Hello,
I am attempting to implement a billback model and finding myself stymied by the way that sreport handles job arrays. Basically, when a user submits a large array, their usage includes time that jobs in the back of the array spend waiting their turn. (My #1 user in “sreport user topusage” shows more “used” cpu*minutes than the cluster physically _has_ during that interval.) However, jobs that are idle pending resources are simply regarded as pending; as a result, a “polite” user who submits an array of 1000 jobs running N at a time is penalized over a user who just dumps 1000 loose jobs into the queue. This incentives my users to do exactly what I do not want!

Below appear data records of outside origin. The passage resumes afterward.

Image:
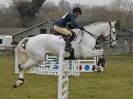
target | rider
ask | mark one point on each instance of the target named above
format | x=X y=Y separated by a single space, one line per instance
x=68 y=21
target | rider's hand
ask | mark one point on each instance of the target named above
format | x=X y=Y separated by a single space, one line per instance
x=82 y=28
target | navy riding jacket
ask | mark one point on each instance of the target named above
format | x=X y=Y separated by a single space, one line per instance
x=67 y=20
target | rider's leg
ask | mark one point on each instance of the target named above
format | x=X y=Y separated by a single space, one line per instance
x=68 y=43
x=68 y=34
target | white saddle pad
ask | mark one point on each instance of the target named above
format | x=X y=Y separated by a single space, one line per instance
x=58 y=39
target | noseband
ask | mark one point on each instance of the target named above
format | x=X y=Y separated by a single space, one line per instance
x=103 y=38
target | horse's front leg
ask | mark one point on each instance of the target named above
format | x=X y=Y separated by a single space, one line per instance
x=92 y=53
x=20 y=80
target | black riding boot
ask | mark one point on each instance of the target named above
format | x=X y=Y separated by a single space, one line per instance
x=68 y=43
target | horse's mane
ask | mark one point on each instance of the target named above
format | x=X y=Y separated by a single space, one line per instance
x=91 y=25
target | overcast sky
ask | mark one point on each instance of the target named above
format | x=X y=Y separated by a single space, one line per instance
x=82 y=2
x=85 y=2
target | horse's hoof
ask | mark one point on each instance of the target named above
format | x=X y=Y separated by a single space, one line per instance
x=98 y=69
x=93 y=68
x=14 y=86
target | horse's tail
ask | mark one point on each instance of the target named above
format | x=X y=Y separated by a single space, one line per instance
x=21 y=52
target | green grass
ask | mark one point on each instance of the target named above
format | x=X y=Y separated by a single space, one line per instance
x=116 y=82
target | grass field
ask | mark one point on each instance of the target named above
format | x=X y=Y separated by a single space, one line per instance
x=116 y=82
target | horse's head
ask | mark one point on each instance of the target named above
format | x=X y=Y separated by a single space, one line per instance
x=110 y=34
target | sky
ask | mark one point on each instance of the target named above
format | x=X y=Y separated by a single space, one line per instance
x=86 y=2
x=82 y=2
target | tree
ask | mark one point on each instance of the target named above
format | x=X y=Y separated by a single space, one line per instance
x=27 y=10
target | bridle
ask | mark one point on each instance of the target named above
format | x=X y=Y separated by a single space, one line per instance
x=108 y=38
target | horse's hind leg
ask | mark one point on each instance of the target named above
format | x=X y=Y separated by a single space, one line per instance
x=23 y=67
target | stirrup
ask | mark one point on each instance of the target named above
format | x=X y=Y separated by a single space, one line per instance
x=68 y=48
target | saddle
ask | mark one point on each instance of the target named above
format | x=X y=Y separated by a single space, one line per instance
x=72 y=56
x=64 y=36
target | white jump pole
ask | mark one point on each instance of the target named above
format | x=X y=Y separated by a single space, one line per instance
x=62 y=77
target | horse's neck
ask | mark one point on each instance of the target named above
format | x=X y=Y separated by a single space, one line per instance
x=95 y=29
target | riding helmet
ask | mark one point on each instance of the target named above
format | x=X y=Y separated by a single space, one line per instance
x=77 y=9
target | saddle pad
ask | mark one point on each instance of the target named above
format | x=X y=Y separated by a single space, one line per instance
x=58 y=39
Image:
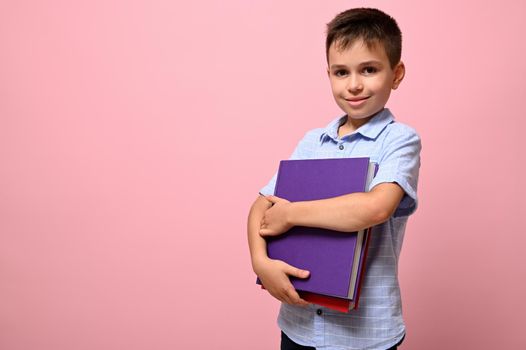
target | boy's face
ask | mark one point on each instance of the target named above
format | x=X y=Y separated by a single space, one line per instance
x=361 y=79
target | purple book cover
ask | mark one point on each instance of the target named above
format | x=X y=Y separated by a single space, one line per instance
x=327 y=254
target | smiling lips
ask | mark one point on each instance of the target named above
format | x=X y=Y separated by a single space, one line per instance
x=356 y=101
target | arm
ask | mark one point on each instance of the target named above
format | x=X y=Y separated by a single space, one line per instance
x=348 y=213
x=272 y=273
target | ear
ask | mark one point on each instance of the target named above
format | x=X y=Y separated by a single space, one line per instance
x=399 y=71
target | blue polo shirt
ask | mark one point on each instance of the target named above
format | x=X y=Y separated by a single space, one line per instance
x=378 y=322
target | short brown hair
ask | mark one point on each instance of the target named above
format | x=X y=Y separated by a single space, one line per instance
x=368 y=24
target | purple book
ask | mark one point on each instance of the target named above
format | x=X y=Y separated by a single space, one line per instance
x=328 y=255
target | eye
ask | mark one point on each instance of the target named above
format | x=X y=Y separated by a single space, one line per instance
x=369 y=70
x=341 y=73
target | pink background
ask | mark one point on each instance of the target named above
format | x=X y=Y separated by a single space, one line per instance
x=134 y=136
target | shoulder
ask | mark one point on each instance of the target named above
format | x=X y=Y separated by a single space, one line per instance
x=401 y=135
x=396 y=128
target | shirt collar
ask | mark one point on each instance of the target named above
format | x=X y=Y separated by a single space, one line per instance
x=370 y=130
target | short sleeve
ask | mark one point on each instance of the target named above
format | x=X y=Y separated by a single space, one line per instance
x=400 y=163
x=298 y=153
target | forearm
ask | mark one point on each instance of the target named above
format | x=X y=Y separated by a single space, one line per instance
x=348 y=213
x=256 y=243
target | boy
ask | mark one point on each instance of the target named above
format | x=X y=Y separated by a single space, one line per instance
x=363 y=49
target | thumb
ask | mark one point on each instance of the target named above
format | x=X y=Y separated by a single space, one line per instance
x=273 y=199
x=294 y=271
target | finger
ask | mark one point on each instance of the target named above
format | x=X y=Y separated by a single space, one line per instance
x=296 y=272
x=273 y=199
x=265 y=232
x=296 y=299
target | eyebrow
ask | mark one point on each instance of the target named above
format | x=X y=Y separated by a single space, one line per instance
x=366 y=63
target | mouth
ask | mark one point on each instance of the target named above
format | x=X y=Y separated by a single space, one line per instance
x=356 y=101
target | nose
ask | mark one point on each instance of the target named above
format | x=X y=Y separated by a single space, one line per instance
x=354 y=83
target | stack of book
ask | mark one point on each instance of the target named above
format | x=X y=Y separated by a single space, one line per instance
x=336 y=260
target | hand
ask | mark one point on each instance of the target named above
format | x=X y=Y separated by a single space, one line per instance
x=274 y=277
x=275 y=220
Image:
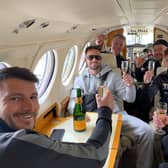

Has anyone tried to bill their users based on the results of sreport? If so, how did you work around this problem? What did you use to determine the # of CPU*Minutes that a user actually allocated on during a given interval?
--
Chip Seraphine Grid Operations For support please use help-grid in email or slack. This e-mail and any attachments may contain information that is confidential and proprietary and otherwise protected from disclosure. If you are not the intended recipient of this e-mail, do not read, duplicate or redistribute it by any means. Please immediately delete it and any attachments and notify the sender that you have received it by mistake. Unintended recipients are prohibited from taking action on the basis of information in this e-mail or any attachments. The DRW Companies make no representations that this e-mail or any attachments are free of computer viruses or other defects.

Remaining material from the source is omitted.